14.10-14.50 — обедал. Попутно размышлял о непонятном доказательстве…'
— Остановитесь, — сказал Флягин. — Если вы преследовали цель высмеять мое распоряжение, то этой цели вы не достигли. Я знал, что встречу здесь оппозицию. Люди вообще сопротивляются любой попытке их дисциплинировать. Ваш прием — доведение до абсурда — здесь неуместен. Любому ясно, что записывать в таких подробностях каждый день вы не будете, да я от вас этого и не требую.
— Чего же вы требуете? — вскинулась Элла.
— Отчета в израсходованном рабочем времени, именно рабочем. Мытье, еда и посещение мест общего пользования туда не входят. Лев Михайлович, вместо того чтобы вышучивать мои распоряжения, лучше попытайтесь найти в них здравое зерно.
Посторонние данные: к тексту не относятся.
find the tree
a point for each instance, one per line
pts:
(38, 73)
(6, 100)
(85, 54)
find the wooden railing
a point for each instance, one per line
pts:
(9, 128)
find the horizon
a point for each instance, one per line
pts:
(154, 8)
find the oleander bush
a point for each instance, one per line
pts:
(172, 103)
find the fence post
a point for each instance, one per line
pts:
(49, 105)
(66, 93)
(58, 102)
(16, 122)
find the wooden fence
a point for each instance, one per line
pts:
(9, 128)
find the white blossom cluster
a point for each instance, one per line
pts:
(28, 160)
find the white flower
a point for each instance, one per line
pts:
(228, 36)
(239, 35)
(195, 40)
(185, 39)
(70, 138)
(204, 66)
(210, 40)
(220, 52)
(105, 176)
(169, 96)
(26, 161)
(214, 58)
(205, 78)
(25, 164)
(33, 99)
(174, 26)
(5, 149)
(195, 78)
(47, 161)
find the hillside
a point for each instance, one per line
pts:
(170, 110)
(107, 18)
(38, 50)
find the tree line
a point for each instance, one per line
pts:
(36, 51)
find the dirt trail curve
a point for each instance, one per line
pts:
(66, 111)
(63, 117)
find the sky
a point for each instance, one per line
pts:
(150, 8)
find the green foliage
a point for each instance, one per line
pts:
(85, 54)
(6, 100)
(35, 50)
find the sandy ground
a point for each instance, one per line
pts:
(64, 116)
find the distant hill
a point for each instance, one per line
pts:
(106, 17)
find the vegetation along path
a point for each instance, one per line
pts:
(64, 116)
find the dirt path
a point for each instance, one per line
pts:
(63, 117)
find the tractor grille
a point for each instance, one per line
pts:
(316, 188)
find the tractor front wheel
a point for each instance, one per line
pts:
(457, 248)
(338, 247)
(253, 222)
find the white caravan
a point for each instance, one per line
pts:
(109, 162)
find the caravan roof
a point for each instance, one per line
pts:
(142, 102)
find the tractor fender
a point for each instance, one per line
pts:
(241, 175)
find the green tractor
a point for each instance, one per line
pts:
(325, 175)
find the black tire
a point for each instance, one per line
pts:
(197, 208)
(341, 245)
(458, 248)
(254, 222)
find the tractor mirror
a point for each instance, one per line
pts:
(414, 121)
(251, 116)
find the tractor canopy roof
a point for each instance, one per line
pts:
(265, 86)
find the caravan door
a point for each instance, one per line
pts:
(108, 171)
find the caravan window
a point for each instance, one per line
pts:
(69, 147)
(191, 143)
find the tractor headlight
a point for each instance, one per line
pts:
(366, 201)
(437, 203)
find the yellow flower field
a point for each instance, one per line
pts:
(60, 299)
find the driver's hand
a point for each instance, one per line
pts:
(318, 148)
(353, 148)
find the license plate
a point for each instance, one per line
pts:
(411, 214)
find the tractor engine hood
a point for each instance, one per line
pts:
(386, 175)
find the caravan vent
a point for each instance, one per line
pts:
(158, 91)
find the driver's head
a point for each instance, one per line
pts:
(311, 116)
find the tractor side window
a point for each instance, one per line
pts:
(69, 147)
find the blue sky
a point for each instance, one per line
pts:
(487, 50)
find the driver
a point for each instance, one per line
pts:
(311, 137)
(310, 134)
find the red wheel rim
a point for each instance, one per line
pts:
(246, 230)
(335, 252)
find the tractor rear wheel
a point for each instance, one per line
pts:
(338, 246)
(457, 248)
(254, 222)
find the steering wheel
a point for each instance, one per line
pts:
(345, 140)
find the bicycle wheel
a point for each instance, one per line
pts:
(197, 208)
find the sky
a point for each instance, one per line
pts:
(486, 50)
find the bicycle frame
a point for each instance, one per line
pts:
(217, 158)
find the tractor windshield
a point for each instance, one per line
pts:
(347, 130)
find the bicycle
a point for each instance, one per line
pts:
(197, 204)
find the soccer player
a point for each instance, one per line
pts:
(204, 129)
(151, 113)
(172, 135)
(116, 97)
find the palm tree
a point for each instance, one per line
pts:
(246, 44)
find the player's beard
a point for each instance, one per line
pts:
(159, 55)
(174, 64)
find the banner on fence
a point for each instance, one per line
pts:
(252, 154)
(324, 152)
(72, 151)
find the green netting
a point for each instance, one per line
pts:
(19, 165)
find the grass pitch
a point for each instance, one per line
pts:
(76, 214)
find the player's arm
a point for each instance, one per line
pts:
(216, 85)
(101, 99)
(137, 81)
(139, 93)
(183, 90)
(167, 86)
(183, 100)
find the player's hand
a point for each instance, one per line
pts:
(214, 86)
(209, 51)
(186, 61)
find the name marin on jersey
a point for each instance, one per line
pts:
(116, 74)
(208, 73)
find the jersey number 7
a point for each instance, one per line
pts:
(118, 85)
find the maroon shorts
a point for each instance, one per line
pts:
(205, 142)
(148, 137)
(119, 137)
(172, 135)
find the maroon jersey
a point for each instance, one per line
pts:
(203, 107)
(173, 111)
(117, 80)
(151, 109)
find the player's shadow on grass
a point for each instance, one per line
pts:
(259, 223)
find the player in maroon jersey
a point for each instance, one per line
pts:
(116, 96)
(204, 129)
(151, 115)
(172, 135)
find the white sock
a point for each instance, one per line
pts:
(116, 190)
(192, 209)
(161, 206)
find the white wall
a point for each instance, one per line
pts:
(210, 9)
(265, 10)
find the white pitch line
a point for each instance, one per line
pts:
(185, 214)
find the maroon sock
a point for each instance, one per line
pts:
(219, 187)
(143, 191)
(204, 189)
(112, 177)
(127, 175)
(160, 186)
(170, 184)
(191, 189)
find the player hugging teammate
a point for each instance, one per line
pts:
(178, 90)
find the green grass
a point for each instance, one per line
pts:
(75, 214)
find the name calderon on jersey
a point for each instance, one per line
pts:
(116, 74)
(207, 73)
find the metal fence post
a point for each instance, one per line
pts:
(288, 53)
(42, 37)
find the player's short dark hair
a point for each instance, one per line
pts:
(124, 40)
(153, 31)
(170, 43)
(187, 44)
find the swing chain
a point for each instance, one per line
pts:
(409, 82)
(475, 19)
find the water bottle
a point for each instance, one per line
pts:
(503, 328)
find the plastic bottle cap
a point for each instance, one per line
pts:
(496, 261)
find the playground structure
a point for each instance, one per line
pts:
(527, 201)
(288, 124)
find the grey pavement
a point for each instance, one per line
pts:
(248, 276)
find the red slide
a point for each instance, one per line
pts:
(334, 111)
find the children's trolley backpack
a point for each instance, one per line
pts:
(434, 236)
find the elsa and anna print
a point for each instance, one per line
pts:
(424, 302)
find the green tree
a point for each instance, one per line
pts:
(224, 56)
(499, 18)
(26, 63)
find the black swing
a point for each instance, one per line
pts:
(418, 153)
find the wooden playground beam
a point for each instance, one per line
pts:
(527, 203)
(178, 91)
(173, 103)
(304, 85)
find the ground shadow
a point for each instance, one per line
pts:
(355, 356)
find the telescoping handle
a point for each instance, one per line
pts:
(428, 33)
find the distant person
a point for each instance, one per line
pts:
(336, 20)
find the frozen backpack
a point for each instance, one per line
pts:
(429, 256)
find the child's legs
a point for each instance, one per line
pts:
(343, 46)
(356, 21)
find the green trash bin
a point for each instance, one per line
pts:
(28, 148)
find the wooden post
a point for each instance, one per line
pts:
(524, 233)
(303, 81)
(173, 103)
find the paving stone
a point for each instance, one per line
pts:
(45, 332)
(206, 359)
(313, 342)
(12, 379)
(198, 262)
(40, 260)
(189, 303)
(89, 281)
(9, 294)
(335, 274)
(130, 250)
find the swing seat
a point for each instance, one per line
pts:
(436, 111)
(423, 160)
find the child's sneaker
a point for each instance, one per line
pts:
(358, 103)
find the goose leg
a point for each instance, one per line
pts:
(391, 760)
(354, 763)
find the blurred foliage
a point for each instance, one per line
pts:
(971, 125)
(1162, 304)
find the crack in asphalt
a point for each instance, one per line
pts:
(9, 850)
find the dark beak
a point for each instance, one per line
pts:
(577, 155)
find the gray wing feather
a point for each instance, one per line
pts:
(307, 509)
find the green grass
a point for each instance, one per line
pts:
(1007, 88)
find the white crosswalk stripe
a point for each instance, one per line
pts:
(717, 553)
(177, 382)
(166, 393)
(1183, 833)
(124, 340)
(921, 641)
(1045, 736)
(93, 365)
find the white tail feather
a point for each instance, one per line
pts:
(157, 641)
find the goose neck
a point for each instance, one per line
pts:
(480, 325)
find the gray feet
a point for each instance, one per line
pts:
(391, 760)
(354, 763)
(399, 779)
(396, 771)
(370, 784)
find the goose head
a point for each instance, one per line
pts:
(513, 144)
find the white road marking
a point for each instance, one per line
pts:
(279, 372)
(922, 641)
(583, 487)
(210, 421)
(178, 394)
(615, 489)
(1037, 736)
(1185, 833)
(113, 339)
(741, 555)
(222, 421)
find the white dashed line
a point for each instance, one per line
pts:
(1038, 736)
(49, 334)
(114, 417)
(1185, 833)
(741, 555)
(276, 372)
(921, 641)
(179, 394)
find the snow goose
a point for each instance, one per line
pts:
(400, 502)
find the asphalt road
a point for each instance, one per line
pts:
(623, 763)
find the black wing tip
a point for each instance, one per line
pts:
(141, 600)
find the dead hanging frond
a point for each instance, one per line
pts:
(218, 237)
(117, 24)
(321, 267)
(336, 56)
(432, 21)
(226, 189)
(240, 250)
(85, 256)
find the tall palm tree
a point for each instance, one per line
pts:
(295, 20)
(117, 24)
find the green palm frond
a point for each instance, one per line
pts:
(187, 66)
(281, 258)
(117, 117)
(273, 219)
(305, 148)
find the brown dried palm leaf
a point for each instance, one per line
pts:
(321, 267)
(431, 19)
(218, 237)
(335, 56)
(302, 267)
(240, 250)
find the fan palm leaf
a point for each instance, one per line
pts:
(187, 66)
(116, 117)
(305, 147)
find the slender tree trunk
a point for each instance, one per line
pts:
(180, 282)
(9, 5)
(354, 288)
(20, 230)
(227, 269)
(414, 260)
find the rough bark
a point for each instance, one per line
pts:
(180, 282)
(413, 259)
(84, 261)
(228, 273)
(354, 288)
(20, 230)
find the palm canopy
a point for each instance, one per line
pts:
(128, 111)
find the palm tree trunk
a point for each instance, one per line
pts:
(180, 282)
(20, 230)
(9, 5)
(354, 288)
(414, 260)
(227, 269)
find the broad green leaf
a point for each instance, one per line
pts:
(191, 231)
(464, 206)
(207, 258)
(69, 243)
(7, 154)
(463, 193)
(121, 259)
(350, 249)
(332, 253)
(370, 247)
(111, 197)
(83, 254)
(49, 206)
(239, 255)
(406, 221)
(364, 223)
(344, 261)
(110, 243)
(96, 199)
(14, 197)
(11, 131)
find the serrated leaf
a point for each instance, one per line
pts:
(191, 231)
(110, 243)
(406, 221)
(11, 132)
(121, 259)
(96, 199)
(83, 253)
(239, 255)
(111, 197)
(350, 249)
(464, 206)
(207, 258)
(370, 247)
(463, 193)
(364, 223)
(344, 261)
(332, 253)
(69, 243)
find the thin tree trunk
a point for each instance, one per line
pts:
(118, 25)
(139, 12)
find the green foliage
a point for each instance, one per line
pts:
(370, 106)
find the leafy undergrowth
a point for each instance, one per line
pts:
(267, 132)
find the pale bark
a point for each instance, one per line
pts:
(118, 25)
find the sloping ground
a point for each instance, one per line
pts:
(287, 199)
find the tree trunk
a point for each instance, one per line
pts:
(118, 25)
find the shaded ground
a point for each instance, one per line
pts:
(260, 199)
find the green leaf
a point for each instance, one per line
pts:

Он опять поднял неощипанную голову и улыбнулся. И опять в этой улыбке мелькнуло что-то человеческое… «Черт знает что такое, — подумала я, — враг есть враг, и нечего вглядываться в его улыбку». В том, что мы с Флягиным враги, я не сомневалась ни на минуту. Вся шерсть на мне вставала дыбом, как на кошке при встрече с собакой…
Были прочтены еще две-три выдержки из дневников. Флягин внимательно слушал, вносил поправки, делал замечания. Интересно, что каждого из преподавателей он уже твердо знал по имени-отчеству и, обращаясь к ним, ни разу не спутался.
— А теперь приступим к текущим делам. Кто хочет высказаться?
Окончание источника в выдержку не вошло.